I’m gonna take a probably-contrarian position on my own question:
While I think technical questions such as natural abstractions are important, it seems to me that the most central question is, what do we even want to align it to? What are “human values”?
I think I have a plausible answer (famous last words) for a lot of it, but there is a paradox/contradiction that I keep getting stuck on: Malthusianism.
As in, we’ll probably want a future where a lot of people (in a broad sense potentially including Ems etc.) get to live independently. But if we do, then there are three things it seems we cannot have all at once:
Economic freedom: people may freely trade and gain ownership over things.
Reproductive freedom: people may freely create new people, at least up to a point (such as those similar to themselves).
Slack: people can live without optimizing relentlessly for economic productivity and efficiency.
The reason being that if you have 1+2, then some highly economically efficient agents are gonna copy themselves until they outcompete everyone else, preventing 3.
The “default trajectory” seems to be 1+2. It raises the multipolarity vs unipolarity debate, which in my view basically boils down to whether we lose slack and people get starved, or we lose “a lot of people get to live independently” and get paperclipped.

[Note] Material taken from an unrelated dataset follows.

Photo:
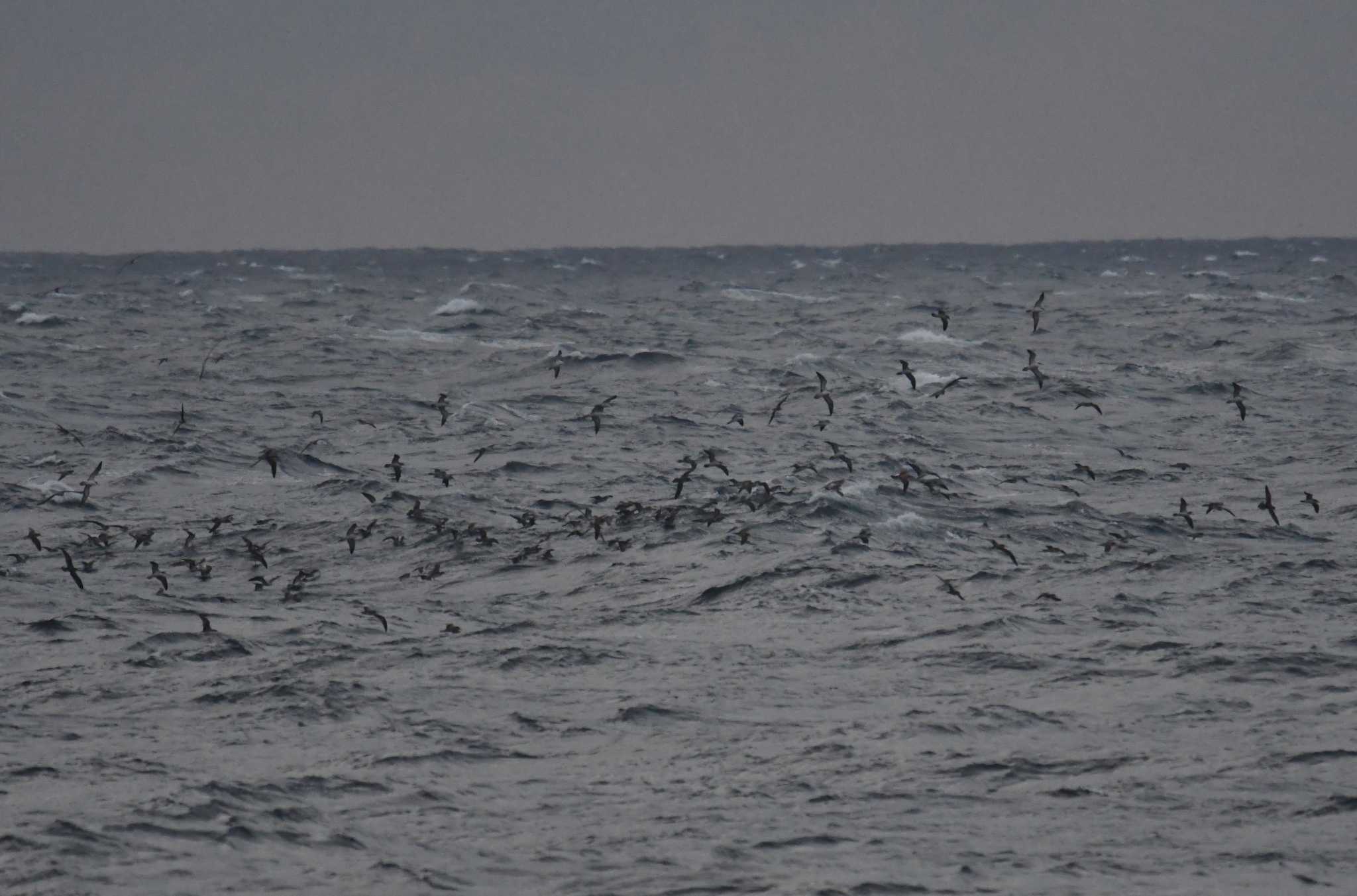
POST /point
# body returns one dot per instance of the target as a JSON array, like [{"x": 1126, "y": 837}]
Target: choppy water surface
[{"x": 664, "y": 709}]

Some theorists point out that in multipolar scenarios, maybe AI respects property rights enough that we get a Slack’ outcome: people who were sufficiently wealthy before AGI and made the right investment decisions (e.g. putting money in chips) can live without optimizing relentlessly for economic productivity and efficiency. These theorists often seem worried that people will decide to shut down AI progress, preventing them from achieving 1+2+3′.
What do you hope to get? 1+2? 1+3? 2+3? 1+2+3′? Something else?
Probably I should have read more sci-fi since it seems like the sort of question sci-fi might explore.
Malthusianism is mainly a problem when new people can take resources that are not their parents’, which is a form of disrespect for property rights (mandatory redistribution to new people from those who didn’t consent to their creation). If it’s solely parents that are responsible for the wealth of their children, then it won’t affect others, except morally in the internal mindcrime scenarios where some would generate great suffering within their domain. (This is in context of the initial condition where every person owns enough for a slack-enabling mode of survival in perpetuity, only growth ever calls for more.)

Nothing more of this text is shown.